The iconic Bell Tower is Iowa’s most outstanding attraction, according to state tourism officials.

Bell Tower hits a peak

Once-divisive tower named state’s top tourist attraction

Staff report

A new policy approved by the Greene County board of supervisors brought live and recorded music back to the Mahanay Memorial Carillon Tower after months of silence — and not a moment too soon.

The tower on April 28 was named rural Iowa’s most outstanding attraction by the Iowa Tourism Office and the Travel Federation of Iowa at the 2021 Iowa Tourism Awards.

Awards are divided into metro and rural distinctions.

Jefferson Matters: A Main Street & Chamber Community also won the rural award for outstanding promotional material.

“As one of the judges for the promotional materials category, I was so impressed by Jefferson’s ingenuity and focus on results through their campaign in 2020,” State Tourism Manager Amy Zeigler said in a statement. “It was a challenging year, and Jefferson is doing incredible work. My congratulations to the Mahanay Bell Tower staff and docents as well as your Main Street and Chamber staff on a job very well done.”

Completed in 1966, the tower — 168 feet and two inches in height — has been on a slow journey toward widespread acceptance.

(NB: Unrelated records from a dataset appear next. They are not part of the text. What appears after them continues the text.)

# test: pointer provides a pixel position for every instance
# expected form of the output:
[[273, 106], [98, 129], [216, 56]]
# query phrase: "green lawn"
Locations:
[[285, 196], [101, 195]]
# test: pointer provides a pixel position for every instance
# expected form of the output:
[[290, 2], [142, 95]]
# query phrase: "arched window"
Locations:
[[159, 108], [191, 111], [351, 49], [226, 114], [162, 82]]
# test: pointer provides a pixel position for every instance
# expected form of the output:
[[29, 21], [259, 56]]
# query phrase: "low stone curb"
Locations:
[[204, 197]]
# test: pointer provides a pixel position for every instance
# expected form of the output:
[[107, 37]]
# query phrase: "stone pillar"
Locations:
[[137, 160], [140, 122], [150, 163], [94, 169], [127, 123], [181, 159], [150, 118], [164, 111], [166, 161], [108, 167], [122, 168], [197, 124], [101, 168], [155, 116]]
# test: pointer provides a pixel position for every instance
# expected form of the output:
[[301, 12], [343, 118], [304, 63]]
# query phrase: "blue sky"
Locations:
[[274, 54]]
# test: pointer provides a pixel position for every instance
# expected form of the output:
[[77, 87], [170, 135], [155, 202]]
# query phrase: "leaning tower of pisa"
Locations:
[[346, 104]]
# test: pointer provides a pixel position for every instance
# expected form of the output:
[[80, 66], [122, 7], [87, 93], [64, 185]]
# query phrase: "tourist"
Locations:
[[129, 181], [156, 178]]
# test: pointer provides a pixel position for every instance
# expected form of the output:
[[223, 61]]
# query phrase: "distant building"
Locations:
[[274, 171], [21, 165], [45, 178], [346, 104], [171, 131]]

Originally, according to a 1964 editorial in the Jefferson Herald, residents viewed Floyd Mahanay’s bequest as a “bizarre gift with little, if any, public benefit.”

And for the first 50 years, it clung to a dirty secret: It wasn’t actually capable of playing music.

It was, in fact, a carillon in name only.

With only 14 bells, it technically was classified as a chime. Basically, with all due respect, the Mahanay Memorial Carillon Tower was a glorified doorbell.

The music that emanated from the tower for a generation — chiming renditions of everything from hymns to “Penny Lane” — wasn’t real. They were recordings of bells, blasted out over town through speakers.

A carillon capable of playing music needs at least 23 bells.

But that all changed in 2017.

A campaign that started clear back in 1986 to add bells to the tower ended on a happy note with the unveiling of the current, four-octave, 47-bell carillon.

The Mahanay Memorial Carillon Tower is at last a true carillon — one of only four in the state of Iowa, along with Iowa State University’s famous, 50-bell carillon, a 47-bell carillon at the University of Northern Iowa in Cedar Falls and a 25-bell carillon at St. Paul’s Episcopal Cathedral in Des Moines.

The tower season officially opened May 1, with weekend hours only until Memorial Day, then daily from 10 a.m. to 4 p.m.